奥州の覇者となった伊達政宗が領国支配の拠点として築城した 仙台城 。

茨城県の佐竹氏や福島県の蘆名氏などとの戦いに勝利した伊達政宗は奥州の覇者となっていました。
1590年、豊臣秀吉が命令に従わない北条氏を征伐するため関東に大軍を送り込みます。

秀吉の圧倒的力を見て、政宗は秀吉に従います。
政宗は秀吉の命により領土を大幅に削られ、山奥の岩出山城に本拠を置くことを余儀なくされました。
1600年におきた関ヶ原の戦いでは、政宗は徳川家康に味方します。

関ヶ原の戦いの後、政宗は家康の許可を得た上で居城を仙台に移しました。
政宗が仙台に居所を移した理由は、交通の便のよさにあったと考えられます。
政宗は仙台市の中でも、広瀬川によって守られた青葉山に築城することを決定しました。

仙台城 (青葉城)』は同時代の城としては珍しく、最初から天守閣がない城でした。
そのかわり、自然の地形を最大限に活用します。
本丸東側は広瀬川に臨む断崖、西側は山林、南側は守りやすい竜ノ口渓谷、巧みに自然地形を利用した堅城だったのです。

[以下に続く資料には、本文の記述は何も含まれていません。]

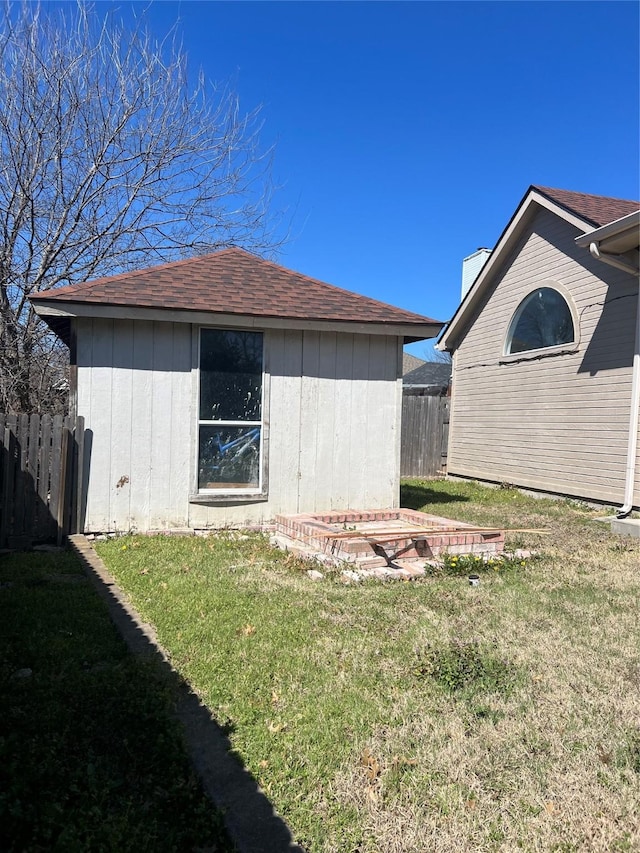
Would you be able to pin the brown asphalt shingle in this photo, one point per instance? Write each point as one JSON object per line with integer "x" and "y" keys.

仙台城 (青葉城)』の建物は、焼失や破壊などで残っていません。
しかし、本丸までの道を歩くと『 仙台城 (青葉城)』が簡単に攻め落とせない城だということが体感できるでしょう。

政宗をはじめ歴代の仙台藩主が眠る瑞宝殿と経ヶ峯歴史公園

仙台城 (青葉城)』から広瀬川を挟んで向かい合う経ヶ峰。
この場所には政宗をはじめ、歴代先代藩主の墓所があります。
政宗の死後、二代藩主の伊達忠宗は遺言に従って経ヶ峰に墓所を建設し瑞宝殿と名付けました。
安土桃山時代の壮麗な建築様式で建てられた霊廟は、1931年に国宝に指定されました。
しかし、第二次世界大戦中の仙台空襲ですべて焼失してしまいます。

戦後直後の混乱期、周辺の山々の木々が薪炭材の確保や農地への転用の為に伐採されていく中、経ヶ峯は伐採を免れることができました。
仙台市は経ヶ峯保存のため、周辺の土地を伊達家から買い取ります。
1974年、焼失していた瑞宝殿再建工事が開始、併せて発掘調査が行われました。
調査では戦国時代の甲冑や美しい装飾が施された太刀、黒漆に金の蒔絵が施された文箱などが見つかりました。
また、この時に出土した政宗の遺骨から政宗の身長は159.4㎝、血液型はB型、面長で鼻筋が通った容貌だったことがわかっています。
瑞宝殿や隣接する瑞宝寺などを含むこの周辺は経ヶ峯歴史公園として整備されていますよ。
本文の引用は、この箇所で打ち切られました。